Editorialistas e articulistas da grande imprensa, apresentadores de TV, políticos, geógrafos, economistas, líderes sindicais, professores e empresários, entre outros, têm utilizado os espaços de que dispõem para discorrer sobre o assunto, cujos pontos de vista nem sempre são convergentes. Nem poderiam ser, uma vez que partem de segmentos sociais, econômicos e profissionais diferenciados.

Ao acompanhar o noticiário e avaliar os comentários tiramos algumas conclusões que entendemos importantes.

Em primeiro lugar, não concordamos com a atitude daqueles que, despreparados ou mal intencionados, duvidam dos dados ou tentam minimizar o efeito provocado pelo escandaloso fato de existir considerável número de brasileiros que passam fome. Talvez eles pensam esconder a vergonhosa ferida valendo-se de argumentos que diferenciam as palavras fome e subnutrição. Uns tentam provar à opinião pública que no Brasil existem pessoas subnutridas, mas não famintas.
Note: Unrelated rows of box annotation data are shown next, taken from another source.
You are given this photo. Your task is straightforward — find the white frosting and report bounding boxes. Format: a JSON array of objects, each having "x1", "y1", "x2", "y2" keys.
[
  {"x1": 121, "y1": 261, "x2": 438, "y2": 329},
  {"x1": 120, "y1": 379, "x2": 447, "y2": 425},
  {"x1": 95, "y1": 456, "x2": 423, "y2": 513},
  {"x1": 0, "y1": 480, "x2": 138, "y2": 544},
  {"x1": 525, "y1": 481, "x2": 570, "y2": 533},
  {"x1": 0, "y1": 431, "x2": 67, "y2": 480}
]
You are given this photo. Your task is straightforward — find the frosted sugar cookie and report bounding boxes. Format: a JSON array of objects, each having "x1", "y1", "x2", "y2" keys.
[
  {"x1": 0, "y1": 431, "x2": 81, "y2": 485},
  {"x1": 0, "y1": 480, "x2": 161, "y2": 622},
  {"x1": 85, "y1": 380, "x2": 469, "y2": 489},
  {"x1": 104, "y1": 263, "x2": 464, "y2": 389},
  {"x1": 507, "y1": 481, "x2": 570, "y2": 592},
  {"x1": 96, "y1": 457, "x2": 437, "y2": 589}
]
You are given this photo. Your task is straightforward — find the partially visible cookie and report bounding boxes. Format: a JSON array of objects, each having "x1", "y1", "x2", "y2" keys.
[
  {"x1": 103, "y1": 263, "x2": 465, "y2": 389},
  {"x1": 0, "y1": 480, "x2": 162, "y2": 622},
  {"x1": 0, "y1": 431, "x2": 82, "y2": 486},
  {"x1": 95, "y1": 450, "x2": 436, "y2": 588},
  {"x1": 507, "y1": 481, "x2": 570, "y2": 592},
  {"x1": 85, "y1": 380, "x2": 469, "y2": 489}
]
Outros chegam ao absurdo de utilizar expedientes burocráticos para estabelecer minuciosa classificação social dos que, relegados pelo sistema político e econômico à miséria, farão jus ao enquadramento no Programa Fome Zero, tido como prioridade do futuro governo.

Com essa posição, não queremos falar que a saída para o problema da fome não merece ser concebida sob critérios, normas e princípios que norteiam o uso de dinheiro público, os quais devem assegurar que o recurso não só chegue integral e rapidamente ao seu destinatário, mas também isento de politicagem, corrupção ou clientelismo.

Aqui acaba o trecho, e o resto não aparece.